I’m always thinking about better ways to create software. Create. Sculpt.
Code generation? Maybe. But I’ve left kindergarten. Creating thousands of identical sand pies doesn’t make them more tasty. Or useful.
A few days ago, I had a long talk with a guy at an Xtext presentation. Xtext can create EMF models out of computer languages. Why is that useful? Because you can get at the guts of a language.
Look here:
... some complex setup for( Item item : list ) { ... do something smart with item... }
But the guy (who wrote this code — that’s me, thank you) made a mistake: For some reasons, items with a value < 5000 should be ignored. No problem, we can simply add that. If we have the source. But imagine you had a tool to “patch” the code. Like so:
... for( ... ) { if( 5000 > item.value() ) continue; ... } ...

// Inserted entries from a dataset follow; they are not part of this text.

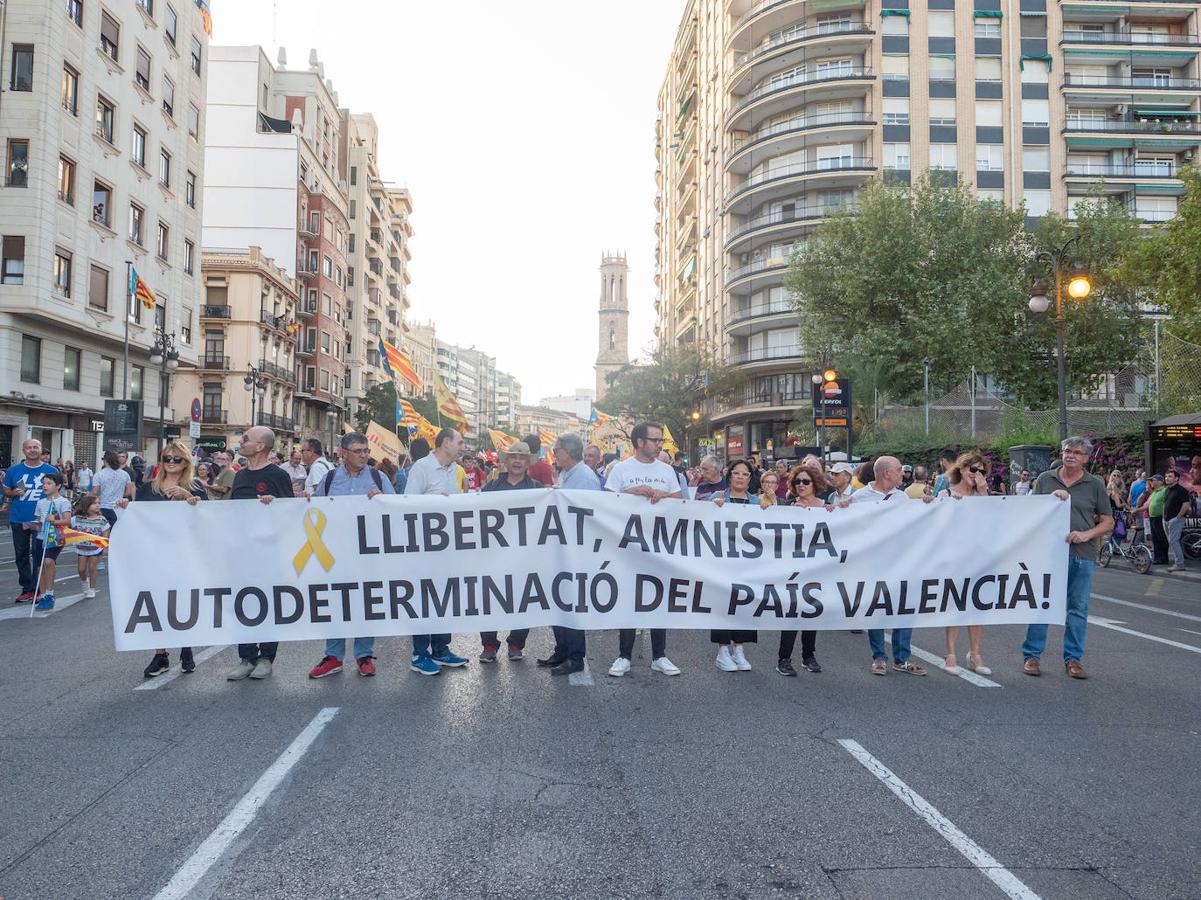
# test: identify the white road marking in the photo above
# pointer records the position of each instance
(1113, 625)
(154, 684)
(581, 679)
(939, 662)
(972, 851)
(1146, 607)
(242, 815)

The “…” are actual code. They mean “anything”. So this reads: “Skip code until you find a for loop and add a new condition at the front of the loop. Leave everything else intact.”

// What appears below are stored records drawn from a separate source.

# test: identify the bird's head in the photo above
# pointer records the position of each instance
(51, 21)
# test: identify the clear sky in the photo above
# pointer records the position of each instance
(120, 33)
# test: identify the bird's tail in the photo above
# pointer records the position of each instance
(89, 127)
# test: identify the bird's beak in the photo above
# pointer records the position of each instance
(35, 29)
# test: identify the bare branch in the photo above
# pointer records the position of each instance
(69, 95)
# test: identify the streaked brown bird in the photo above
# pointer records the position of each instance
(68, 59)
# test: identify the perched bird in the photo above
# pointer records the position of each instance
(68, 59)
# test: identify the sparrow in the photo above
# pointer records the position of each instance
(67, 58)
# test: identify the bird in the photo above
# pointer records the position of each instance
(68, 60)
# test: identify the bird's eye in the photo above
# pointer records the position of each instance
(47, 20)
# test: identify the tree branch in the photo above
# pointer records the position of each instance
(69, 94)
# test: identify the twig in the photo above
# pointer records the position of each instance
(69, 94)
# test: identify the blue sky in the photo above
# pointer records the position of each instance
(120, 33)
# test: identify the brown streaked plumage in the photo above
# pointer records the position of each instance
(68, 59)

Pretty hard to do today. If we had a tool that could create an EMF model for the Java code. Enter MoDisco.
MoDisco can create a model for a software. What all those CASE tools did but the other way around. It creates a model for the software as it is now. Not very useful at first glance but think about the example above.
Or think that you’ve identifier a dangerous pattern in your code base. Now you want to fix it. MoDisco can search for these patterns for you.